Anonymous wrote:Anyone who doesn't think NYC needs LEO is weird. I applaud him for not sticking up for Israel who are currently murderers but at the same time, NYC will become a nightmare if he truly seeks to defund police. In some level there has to be in this day and age, law enforcement. You need to stem the corruption which is not the same as clearing out everything and having nothing at all.
I’d have to do more research on his policy because I don’t eat Fox News sized snack turds, but if he’s got a plan to tear it down and rebuild it in a way that makes sense I think he’d have widespread support.
Here is more in his plan, and as is typical, the MAGAs here are lying. More often that not you can take that to the bank.
https://www.nytimes.com/2025/04/01/nyregion/zohran-mamdani-crime-plan.html
“He, too, said he would consider keeping Ms. Tisch as police commissioner and praised some of her policies, including addressing concerns about corruption and reducing the size of the department’s communications staff.
His proposed Department of Community Safety would have a budget of roughly $1 billion, comprising $600 million for existing programs and $450 million in new funding. It would be run by a commissioner-level position, and Mr. Mamdani would eliminate the deputy mayor for public safety, a role that Mayor Eric Adams revived in 2022.
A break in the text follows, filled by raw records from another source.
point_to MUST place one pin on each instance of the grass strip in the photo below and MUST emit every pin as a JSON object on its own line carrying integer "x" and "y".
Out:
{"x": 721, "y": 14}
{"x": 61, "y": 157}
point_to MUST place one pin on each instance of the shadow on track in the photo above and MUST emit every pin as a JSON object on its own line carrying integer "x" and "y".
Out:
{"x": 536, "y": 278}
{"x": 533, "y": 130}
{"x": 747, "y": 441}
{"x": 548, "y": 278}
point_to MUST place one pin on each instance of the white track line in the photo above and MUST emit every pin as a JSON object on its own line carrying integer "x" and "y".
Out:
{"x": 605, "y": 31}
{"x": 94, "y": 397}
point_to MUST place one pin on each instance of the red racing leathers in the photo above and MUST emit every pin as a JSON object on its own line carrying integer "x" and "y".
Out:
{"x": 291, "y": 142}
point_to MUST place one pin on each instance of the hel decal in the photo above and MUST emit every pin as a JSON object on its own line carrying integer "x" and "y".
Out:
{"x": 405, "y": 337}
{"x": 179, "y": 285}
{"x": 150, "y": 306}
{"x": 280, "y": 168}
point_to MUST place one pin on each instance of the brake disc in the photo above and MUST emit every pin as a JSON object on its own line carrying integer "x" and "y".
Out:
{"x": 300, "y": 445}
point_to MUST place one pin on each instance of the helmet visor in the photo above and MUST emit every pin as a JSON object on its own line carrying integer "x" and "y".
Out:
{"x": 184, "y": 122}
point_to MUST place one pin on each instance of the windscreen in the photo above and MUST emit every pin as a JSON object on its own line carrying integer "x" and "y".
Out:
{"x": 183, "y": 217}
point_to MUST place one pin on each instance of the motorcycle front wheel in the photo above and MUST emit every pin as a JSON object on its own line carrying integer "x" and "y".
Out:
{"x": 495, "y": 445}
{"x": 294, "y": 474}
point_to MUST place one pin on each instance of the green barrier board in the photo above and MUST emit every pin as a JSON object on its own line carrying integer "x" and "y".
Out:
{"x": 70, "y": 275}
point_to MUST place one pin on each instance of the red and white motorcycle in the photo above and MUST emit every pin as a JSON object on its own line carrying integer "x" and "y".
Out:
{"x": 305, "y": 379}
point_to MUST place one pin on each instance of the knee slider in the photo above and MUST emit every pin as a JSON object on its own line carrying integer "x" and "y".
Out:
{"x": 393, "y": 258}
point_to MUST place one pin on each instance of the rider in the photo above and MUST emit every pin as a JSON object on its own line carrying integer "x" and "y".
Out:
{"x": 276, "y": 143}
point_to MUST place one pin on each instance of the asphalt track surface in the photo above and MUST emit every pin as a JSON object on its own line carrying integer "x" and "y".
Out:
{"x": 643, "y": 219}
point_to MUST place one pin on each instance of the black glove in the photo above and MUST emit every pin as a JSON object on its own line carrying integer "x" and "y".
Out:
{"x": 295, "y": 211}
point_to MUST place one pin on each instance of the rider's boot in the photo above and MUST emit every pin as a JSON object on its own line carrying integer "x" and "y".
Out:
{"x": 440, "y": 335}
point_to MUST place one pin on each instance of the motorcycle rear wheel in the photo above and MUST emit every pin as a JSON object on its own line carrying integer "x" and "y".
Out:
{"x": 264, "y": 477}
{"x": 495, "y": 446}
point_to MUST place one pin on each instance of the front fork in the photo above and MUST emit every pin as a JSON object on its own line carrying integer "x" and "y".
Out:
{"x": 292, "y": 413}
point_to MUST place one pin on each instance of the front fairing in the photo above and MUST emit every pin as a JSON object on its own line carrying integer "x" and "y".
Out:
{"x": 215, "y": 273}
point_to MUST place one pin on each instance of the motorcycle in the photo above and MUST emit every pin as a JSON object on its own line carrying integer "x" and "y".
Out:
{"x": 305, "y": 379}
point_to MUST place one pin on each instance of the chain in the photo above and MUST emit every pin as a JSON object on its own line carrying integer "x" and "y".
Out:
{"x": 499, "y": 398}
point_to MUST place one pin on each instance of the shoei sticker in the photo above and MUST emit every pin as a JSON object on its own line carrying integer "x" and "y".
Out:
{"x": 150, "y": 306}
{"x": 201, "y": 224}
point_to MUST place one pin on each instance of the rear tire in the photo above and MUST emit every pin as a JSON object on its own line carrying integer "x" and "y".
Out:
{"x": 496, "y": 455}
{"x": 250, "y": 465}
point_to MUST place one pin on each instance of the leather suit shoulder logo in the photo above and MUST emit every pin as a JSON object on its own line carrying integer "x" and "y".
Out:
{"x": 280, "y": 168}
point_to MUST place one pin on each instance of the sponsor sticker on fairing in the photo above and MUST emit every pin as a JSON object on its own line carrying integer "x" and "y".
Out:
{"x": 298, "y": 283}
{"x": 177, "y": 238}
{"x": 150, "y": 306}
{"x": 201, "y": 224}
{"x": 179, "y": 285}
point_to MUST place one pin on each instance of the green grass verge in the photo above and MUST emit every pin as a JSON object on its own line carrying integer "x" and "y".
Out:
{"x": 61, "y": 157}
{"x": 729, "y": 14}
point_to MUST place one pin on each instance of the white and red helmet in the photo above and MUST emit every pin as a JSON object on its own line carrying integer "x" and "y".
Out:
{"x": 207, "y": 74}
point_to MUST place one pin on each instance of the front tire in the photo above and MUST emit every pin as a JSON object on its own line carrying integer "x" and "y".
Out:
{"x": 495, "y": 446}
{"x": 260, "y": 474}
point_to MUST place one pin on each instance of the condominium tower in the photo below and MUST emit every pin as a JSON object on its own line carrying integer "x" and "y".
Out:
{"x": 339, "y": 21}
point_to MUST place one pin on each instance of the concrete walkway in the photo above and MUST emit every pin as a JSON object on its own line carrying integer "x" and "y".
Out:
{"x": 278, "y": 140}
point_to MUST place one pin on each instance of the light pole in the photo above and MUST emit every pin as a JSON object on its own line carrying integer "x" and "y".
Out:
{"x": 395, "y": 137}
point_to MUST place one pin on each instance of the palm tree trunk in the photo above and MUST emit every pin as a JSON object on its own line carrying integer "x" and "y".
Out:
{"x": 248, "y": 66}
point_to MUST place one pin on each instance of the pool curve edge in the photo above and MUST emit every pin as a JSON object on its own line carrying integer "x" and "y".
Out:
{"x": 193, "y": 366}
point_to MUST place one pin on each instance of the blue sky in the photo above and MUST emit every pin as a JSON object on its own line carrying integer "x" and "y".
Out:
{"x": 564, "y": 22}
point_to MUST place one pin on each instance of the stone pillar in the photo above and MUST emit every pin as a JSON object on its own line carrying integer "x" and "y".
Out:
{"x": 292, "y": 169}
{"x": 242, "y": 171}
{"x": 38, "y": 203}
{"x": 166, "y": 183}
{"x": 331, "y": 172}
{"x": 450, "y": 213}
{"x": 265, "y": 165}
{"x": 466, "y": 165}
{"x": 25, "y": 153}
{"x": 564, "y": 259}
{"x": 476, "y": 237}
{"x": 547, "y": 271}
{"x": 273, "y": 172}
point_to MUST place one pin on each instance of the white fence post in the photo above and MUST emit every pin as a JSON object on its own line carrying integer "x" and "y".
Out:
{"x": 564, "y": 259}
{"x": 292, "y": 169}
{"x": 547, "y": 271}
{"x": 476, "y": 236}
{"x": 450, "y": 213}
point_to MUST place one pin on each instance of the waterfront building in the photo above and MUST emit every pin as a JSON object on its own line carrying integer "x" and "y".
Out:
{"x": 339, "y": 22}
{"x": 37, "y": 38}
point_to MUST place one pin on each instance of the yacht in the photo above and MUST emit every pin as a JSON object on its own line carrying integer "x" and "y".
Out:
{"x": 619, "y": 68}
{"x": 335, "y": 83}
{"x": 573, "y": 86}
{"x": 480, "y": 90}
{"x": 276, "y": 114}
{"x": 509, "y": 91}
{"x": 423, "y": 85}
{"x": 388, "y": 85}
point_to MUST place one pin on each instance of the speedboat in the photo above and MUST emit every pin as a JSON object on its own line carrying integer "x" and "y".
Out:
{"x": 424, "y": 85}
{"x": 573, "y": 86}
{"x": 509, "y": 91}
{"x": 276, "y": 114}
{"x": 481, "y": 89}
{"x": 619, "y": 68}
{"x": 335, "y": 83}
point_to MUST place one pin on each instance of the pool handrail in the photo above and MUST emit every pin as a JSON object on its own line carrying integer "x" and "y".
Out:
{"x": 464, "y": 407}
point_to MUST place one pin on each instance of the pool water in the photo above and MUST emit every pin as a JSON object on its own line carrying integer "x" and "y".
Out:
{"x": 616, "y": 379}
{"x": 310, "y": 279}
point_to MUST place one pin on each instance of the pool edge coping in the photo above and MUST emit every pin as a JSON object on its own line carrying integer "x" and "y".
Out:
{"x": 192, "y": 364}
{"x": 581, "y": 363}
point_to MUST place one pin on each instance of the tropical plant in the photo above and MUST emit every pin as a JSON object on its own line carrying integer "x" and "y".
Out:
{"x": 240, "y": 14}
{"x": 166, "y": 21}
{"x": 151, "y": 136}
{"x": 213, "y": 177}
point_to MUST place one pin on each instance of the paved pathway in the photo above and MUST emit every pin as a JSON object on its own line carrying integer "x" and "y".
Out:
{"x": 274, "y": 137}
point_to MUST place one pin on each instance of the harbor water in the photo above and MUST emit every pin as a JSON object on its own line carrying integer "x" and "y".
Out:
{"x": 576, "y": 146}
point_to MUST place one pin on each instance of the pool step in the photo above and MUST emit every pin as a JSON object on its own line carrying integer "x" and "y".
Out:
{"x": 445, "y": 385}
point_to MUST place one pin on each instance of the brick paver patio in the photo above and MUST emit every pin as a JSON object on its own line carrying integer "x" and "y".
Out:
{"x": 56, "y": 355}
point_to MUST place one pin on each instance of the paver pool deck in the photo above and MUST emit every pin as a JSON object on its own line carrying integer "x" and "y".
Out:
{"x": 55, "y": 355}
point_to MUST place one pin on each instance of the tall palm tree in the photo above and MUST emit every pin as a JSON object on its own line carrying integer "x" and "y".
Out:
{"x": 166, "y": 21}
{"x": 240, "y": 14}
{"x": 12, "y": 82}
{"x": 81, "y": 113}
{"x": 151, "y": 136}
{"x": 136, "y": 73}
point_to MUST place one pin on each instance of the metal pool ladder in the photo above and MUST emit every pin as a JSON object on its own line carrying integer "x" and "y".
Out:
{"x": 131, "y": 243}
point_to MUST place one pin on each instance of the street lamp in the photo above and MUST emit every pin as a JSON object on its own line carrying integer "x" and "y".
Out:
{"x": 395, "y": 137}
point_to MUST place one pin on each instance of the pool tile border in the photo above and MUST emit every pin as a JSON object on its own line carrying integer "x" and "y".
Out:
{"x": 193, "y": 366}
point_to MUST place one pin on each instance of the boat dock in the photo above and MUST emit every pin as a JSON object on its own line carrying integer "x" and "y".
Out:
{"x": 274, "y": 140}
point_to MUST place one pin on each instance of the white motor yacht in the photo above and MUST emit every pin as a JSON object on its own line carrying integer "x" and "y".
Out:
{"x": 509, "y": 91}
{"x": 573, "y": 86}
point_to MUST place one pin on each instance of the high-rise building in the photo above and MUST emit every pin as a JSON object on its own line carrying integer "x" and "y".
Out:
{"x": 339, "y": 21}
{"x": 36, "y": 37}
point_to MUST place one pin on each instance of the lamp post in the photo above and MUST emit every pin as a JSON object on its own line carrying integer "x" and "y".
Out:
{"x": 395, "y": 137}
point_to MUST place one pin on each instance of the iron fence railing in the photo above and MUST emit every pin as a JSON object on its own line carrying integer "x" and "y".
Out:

He would expand programs like the Behavioral Health Emergency Assistance Response Division, or B-Heard, which sends teams of mental health professionals, rather than the police, to the scenes of certain emergencies. He also wants to deploy “mental health navigators” in neighborhoods and outreach teams at 100 subway stations to connect people with services.
Mr. Mamdani said that he would pay for the additional costs related to the new agency — and for his broader affordability proposals — by raising taxes on wealthy residents and large corporations and through a better use of existing city funds and stronger enforcement of tax policy.
Alana Sivin, a director at the Vera Institute of Justice, a criminal justice nonprofit, said that Mr. Mamdani’s plan embraced the “full range of tools” that are needed to improve public safety and “successful precedent in other parts of the country,” including the Community Safety Department in Albuquerque, N.M., which has responded to 100,000 calls for service.”